Skip to content

Observability

L2M ships first-class observability so you can run it in production with confidence: structured request logs with trace correlation, Prometheus metrics, OTLP traces, OTLP metrics, and SLO budgets — all opt-in via env vars.

What's emitted

Three signals are always available, even with no external collector:

SignalSourceWhere it lives
LogsPino, via Fastify's request loggerstdout (JSON), with reqId keyed on every line
MetricsMetricsServiceGET /metrics (Prometheus exposition)
TracesTracingServiceGET /api/observability/traces (in-memory ring buffer, 5,000 spans)

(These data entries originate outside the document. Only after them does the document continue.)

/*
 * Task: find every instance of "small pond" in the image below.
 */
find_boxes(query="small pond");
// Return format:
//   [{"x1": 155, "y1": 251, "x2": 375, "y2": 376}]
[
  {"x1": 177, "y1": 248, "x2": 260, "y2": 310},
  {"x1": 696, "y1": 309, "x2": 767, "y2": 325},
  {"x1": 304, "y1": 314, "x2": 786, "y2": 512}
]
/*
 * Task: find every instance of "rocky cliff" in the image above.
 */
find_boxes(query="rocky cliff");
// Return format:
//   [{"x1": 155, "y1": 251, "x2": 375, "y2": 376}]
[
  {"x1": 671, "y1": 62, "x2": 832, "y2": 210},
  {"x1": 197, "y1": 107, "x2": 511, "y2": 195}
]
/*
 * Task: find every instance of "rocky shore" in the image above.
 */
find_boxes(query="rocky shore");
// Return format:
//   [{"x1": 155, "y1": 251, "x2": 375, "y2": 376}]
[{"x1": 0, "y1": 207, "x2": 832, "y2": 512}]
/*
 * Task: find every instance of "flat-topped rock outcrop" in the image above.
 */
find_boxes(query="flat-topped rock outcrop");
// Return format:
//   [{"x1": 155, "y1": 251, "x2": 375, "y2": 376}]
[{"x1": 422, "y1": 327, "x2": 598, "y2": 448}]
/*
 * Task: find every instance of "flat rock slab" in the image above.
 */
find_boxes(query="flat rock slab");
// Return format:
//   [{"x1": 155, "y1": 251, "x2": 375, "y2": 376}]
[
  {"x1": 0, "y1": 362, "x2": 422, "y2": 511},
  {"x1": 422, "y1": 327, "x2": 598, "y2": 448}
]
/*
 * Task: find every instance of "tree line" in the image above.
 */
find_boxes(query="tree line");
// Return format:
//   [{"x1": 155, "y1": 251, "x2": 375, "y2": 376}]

Phase 8.1 added an OpenTelemetry export path so these can be shipped to any OTLP/HTTP collector — Grafana Tempo, Honeycomb, Datadog, New Relic, OTel Collector, etc.

Quickstart: ship traces + metrics to an OTel collector

Set one variable. The others have sensible defaults.

bash
# Combined endpoint — traces go to /v1/traces, metrics to /v1/metrics
OTEL_EXPORTER_OTLP_ENDPOINT=http://otel-collector:4318

# Optional: enrich every span/metric with deployment context
OTEL_SERVICE_NAME=ai-orchestrator
OTEL_SERVICE_VERSION=0.1.0
OTEL_DEPLOYMENT_ENVIRONMENT=production
OTEL_RESOURCE_ATTRIBUTES=team=platform,region=us-east-1

# Opt in to metrics push (traces are auto-on whenever endpoint is set)
OTEL_METRICS_ENABLED=true
OTEL_METRICS_PUSH_INTERVAL_MS=60000

For per-signal endpoints (e.g. traces to Tempo, metrics to Prometheus remote-write via the collector) use OTEL_EXPORTER_OTLP_TRACES_ENDPOINT and OTEL_EXPORTER_OTLP_METRICS_ENDPOINT to override the combined one.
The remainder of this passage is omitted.